In meeting minute #18, Item 21, the BoD discussed impeaching Nobari from her presidency. Article 15 of the TRSS constitution outlines that “Gross violation of the TRSS Constitution, By-laws, platforms, policies, regulations, or Board decisions” can result in the impeachment of a TRSS member. 

In response to this motion being brought to the board, the minutes outlined Mendoza confronting Nobari’s lack of due attention and miscommunication with the board. “There was a lack of due diligence and hid this from the board, responsibility under bylaws and policies, especially with a financial commitment with something that was not in our TRSS budget.”

An email chain included in the minutes outlines concerns raised by multiple executive members of the TRSS—including vice president of events Gurleen Dhaliwal, vice president of marketing Haniyah Baig and vice president of finance Parsa Vafadarantabrizi—who expressed their concerns regarding the speed and the approach to impeach Nobari. 

Vafadarantabrizi’s email stated: “Accountability needs to be shared across all parties involved. Moving forward with impeachment without a full and objective evaluation risks oversimplifying a complex issue and could create further challenges for TRSS.” 

In response to the motion of impeachment, Nobari said there are many “contradictions” within the TRSS by-laws, policy manual and the constitution. She pointed to fundamental issues with the governance and structure of TRSS as she believed she was acting within her authority. In addition to this response, she admitted to her wrongdoings and breached policies.  

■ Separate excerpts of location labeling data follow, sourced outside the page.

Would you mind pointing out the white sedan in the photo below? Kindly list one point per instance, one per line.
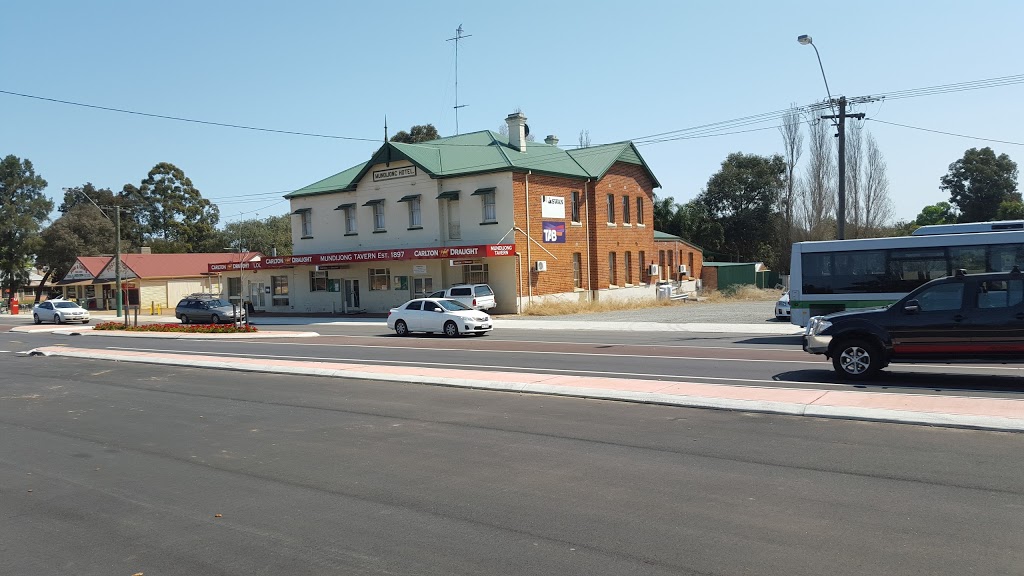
(58, 312)
(782, 307)
(437, 315)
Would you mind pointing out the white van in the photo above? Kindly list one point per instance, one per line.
(480, 296)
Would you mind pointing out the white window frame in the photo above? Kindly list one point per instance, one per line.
(307, 223)
(415, 213)
(317, 281)
(475, 274)
(380, 278)
(489, 207)
(350, 222)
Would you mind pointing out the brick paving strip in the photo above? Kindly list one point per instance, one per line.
(968, 412)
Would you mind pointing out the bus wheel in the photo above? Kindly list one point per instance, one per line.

“If impeachment is pursued based on governance gaps rather than the genuine misconduct, it will set a precedent that hinders future leaders from taking initiative. I remain committed to TRSS and its values into students members and I encourage the board to take a stance,” said Nobari, according to the meeting minutes

On page 29 of the minutes, she also stated, “These words [regarding breached policies] hold value, and they are serious allegations and I believe that the bylaws that were suggested that were breached, there is more to what you see on the paper.”

Business management director of TRSS Iliyan Karim acknowledged in meeting minute #18 the impact the impeachment motion would have on the student society’s reputation, saying the student body’s interpretation of the scenario could lead to further trouble. 

“Within this decision pending [to impeach the president] how can it be brought up [to] the student body and the potential scenario that it’s on the [The Eyeopener] which can harm TRSS’ reputation which may cause another scandal,” Karim stated. 

Sulek echoed Karim’s point, saying, “If the integrity and leadership of TRSS is questioned, whether it be by The Eyeopener, you should all individually be able to justify the decision that you made here tonight.”

The vote to impeach Nobari in accordance with article 15 of the constitution failed with six votes to impeach, six votes to not impeach and three abstentions.

According to the email statement from Nobari, the $17,000 will be paid from the “furniture project budget line which TRSS uses to yearly invests to revamp TRSM’s buildings furnitures to better serve students need, this line would’ve been under-utilized regardless of this situation since the implementation cost of the original plan was not feasible.”